How does power work in societies that have no state?
Anthropologists have tried to answer the question of power in non-state societies ever since structural functionalism, but it seems to me that it never got us beyond the negative perspective: absence of state, lack of political institutions etc. I think this perspective can be overcome by a line of thought developed by the political anthropologist Pierre Clastres. I’m esp. thinking about the main work Society against the State and the article “Power in Primitive Societies” found in the Clastres-anthology called Archaeology of Violence.
I will give a brief overview of Clastres’ thesis, then some associations, and end with a practical question.
The basic idea, beyond all negative descriptions of so called non-state societies, is that there is actually a highly developed political thought in archaic societies. What might this political thought consist of? Simply, society constantly struggles to ward off the emergence of the State. In other words, archaic societies are not merely non-state societies, but anti-state societies. Warding off or subverting power is not a lack, but a political positivity, and it is something that can be thought and described. This might have tremendous consequences for a contemporary theory of the State and how to struggle with it.
The principle of the subversive efforts of the tribe is to never make it possible for an external power to emerge, dividing society into rulers and ruled. As an example we might take the chief, whom colonial anthropologists thought was an embryonic form of authority. According to Clastres, the chief is actually a self-subverting authority who is constantly rendered powerless by the tribe. This might happen through forced generosity (i.e. a kind of blackmail – thus, the chief is usually the most poor person of the tribe) or the duty to speak, even though the tribe does not care to listen, or other mechanisms. If the chief abuses his power (that is, uses power), the tribe abandons him, or even kills him, replacing him with a new chief.
This brings up a whole range of questions concerning power and violence. I have the impression that not many anthropologists have drawn the necessary conclusions from Clastres’ thesis on anti-state societies and have definately not followed this path to the end. A more contemporary example of someone using insights of Clastres and the tribes he studied is Raúl Zibechi in his recent book on the Bolivian movements called Dispersing Power. He describes how the movement of former peasants – now migrated to the metropolis El Alto, La Paz – succesfully managed to disperse state-powers as well as resisting to be co-opted by the newly elected left party.

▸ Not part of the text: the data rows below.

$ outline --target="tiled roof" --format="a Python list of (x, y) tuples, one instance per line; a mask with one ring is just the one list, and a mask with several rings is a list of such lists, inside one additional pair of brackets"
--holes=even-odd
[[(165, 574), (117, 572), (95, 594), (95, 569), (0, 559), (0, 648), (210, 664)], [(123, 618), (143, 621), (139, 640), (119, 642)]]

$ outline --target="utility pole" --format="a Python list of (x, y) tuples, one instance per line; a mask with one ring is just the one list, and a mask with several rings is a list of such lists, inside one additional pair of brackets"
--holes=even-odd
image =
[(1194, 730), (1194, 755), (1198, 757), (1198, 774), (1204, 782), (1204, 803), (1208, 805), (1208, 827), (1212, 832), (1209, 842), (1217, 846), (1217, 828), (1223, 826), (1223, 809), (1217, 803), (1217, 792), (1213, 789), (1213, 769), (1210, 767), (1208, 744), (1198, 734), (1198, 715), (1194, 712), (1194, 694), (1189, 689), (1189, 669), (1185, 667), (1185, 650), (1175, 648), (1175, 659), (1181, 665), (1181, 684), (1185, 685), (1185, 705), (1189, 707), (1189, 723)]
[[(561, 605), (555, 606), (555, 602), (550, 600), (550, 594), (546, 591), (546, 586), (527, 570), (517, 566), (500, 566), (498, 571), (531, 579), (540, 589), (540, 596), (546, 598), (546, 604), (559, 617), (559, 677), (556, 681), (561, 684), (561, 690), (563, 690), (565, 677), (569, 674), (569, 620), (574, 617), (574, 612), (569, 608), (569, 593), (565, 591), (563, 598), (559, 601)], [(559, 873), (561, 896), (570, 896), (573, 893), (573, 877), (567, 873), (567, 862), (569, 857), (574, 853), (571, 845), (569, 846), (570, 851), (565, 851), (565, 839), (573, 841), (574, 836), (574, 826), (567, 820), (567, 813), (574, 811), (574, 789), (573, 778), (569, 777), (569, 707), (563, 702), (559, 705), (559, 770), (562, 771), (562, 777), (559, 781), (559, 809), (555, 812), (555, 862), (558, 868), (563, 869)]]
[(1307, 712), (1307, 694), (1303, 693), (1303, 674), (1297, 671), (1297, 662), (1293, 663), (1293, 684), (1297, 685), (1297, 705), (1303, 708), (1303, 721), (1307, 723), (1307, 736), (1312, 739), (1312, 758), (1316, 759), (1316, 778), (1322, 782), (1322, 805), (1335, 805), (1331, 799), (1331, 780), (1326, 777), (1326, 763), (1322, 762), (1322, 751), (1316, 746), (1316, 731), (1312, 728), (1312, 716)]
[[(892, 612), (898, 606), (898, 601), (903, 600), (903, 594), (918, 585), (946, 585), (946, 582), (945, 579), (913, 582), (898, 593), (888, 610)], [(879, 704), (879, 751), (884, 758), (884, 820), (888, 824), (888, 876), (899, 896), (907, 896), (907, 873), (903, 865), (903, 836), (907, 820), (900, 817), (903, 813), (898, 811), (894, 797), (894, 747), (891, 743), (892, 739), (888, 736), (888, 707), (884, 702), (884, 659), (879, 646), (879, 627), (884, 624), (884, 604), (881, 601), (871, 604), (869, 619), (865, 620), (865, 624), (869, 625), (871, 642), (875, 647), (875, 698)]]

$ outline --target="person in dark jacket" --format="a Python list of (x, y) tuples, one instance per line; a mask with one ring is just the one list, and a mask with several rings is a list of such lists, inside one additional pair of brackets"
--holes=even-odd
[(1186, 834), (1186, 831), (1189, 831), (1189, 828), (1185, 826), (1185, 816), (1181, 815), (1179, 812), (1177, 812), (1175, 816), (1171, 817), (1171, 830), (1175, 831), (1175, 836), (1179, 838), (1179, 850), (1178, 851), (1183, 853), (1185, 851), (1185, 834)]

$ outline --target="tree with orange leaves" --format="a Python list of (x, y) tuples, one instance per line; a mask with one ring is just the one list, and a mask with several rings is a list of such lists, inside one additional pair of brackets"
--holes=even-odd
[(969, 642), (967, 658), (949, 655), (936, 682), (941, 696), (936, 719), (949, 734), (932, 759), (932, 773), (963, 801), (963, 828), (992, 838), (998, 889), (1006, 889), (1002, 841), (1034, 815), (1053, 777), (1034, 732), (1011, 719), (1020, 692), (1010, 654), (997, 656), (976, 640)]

For Clastres, “Western” political thought (ie. all philosophy of the state) can not conceive of power without social division. I presume this is why the whole discussion of power in primitive society gets so confused. Could one say, perhaps polemically, that modern anthropologists seem to insist in looking for something which is not there? Power in primitive society is fundamentally different, as the example of chiefdom teaches us. The chief continues his chiefdom because of a taste for ‘prestige’ (in the language of Clastres), but is thus entirely dependent on the community which grants him the prestige. At any time, society may forget his former actions of glory. If we want to understand power, it seems crucial to analyze and elaborate on how prestige (or ‘the logic of prestige’) is not the same as power (or the logic of power).
What I find important is not only how this opens a way of thinking archaic societies differently from the evolutionists (incl. the marxist evolutionists), who could only speak of non-state societies in negative terms, ie. in terms of their lack, absence and history-to-come. The astonishing thing is that societies against the state teaches us how the State is neither a necessary historical outcome and that there exists political mechanisms to ward off, refuse and subvert its appearance.
With Gramsci, we get an idea how the State works as both a separate organ of power (coercion–police) and through mobilizing civil society for a hegemonic project (“private” institutions, citizen guards, mundane law-abiding behavior and so on). But it seems that Gramsci’s project is usually understood in such a way that counter-hegemonic movements should merely seek to take over the state, replacing one hegemony with another, one police with another, one law with another and so on. Even with Foucault, who is not particularly interested in taking over the state, we don’t get a line of thought of how to ward it off.
My question is, using Clastres, is it possible to understand, at least as preliminary material, an abstract method for subverting the emergence of State power?
The question assumes that primitive society is actually the privileged site to understand the State and, more importantly, how to subvert it. Why did the State never appear in certain societies? We can either answer negatively, referring to some inherent lack of intelligence, or we may begin to understand this persistent refusal of the State as genuine political thought. Their entire history is, in the latter perspective, a history of avoiding the state. The political thought of anti-state societies reveals an intimate knowledge of state power, through the always-present risk of a state appearing. The chief may separate himself from society, confusing the taste for prestige with a desire for power, dividing society into dominating and dominated etc. Thus, Clastres proposes that archaic societies actually has intimate knowledge of the State. This means that the State in some way must always have existed, at least as a spectre, as all the anti-state mechanisms reveals. The State is not a recent invention, but a risk, a ghastly possiblity which archaic societies have always known.
This makes it easier to pose the question more practically: is it possible to imagine means of “transition” (understood in an anti-evolutionary sense) from various contemporary forms of the state to societies against the state?